1. The pastor was preaching about heaven. He was saying that there will be no physical pain there, and that resonated with a number of people, who had to deal with aches, pains, and illness. The pastor also said that rejection and jealousy will be long forgotten. That resonated with me.
There was a season of my life in which I really longed for heaven. I felt lonely. Jonathan Edwards’ sermon on heaven really ministered to me at that time: Edwards said that, if you find that you have no companions, don’t hate those who reject you, but look forward to heaven, which will be a world of love. That kind of hope got me through bad days. At the church that I attended at that time, a lady liked to sing, “I want to go to heaven and rest, I’m tired of living down here, I’m tired of toils and troubles, I want to go to heaven and rest.”
There is a skeptical part of me: How do I even know that there is a blessed afterlife? Maybe that’s all wishful thinking. I find that, nowadays, I do not think about heaven all that much. But the pastor’s sermon this morning reminded me of a time when I did. And it reminded me of why so many other people long for it.
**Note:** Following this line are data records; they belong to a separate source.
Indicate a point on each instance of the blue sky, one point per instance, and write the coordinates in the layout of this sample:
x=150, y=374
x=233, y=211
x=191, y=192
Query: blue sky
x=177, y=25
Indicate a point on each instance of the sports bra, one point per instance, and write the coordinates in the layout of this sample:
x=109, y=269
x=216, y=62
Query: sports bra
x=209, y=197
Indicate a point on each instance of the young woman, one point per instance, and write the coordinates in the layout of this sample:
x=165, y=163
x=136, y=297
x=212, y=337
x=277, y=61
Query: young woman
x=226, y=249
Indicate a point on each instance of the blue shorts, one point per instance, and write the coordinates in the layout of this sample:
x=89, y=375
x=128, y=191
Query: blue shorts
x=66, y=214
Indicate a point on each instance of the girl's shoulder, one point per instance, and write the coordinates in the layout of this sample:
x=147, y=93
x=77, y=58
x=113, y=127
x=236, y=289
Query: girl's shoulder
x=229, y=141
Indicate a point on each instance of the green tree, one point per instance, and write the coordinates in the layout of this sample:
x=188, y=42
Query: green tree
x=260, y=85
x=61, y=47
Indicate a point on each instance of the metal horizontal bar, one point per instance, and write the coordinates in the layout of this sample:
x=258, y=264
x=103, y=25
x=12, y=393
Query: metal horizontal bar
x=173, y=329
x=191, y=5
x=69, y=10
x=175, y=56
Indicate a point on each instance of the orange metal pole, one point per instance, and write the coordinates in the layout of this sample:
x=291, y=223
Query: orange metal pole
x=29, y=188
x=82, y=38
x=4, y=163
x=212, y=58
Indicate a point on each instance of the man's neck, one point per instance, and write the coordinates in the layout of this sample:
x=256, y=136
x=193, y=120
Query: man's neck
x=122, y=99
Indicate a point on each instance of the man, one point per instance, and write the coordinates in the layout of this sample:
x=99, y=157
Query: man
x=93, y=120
2. Someone from the congregation gave a testimony. He was saying that he was on Facebook, and there was a lot of nastiness. He was not too specific about what that nastiness was, but my hunch is that he may have interacted with some atheist trolls. He said that he came to the church and prayed. He concluded that faith is something that is within, and he talked about the clarity and the comfort that his faith has given him.
I would probably agree with some of those atheist trolls on certain issues. Still, in terms of my faith, I have faith on account of the same reasons that the young man gave this morning: it gives me clarity and comfort.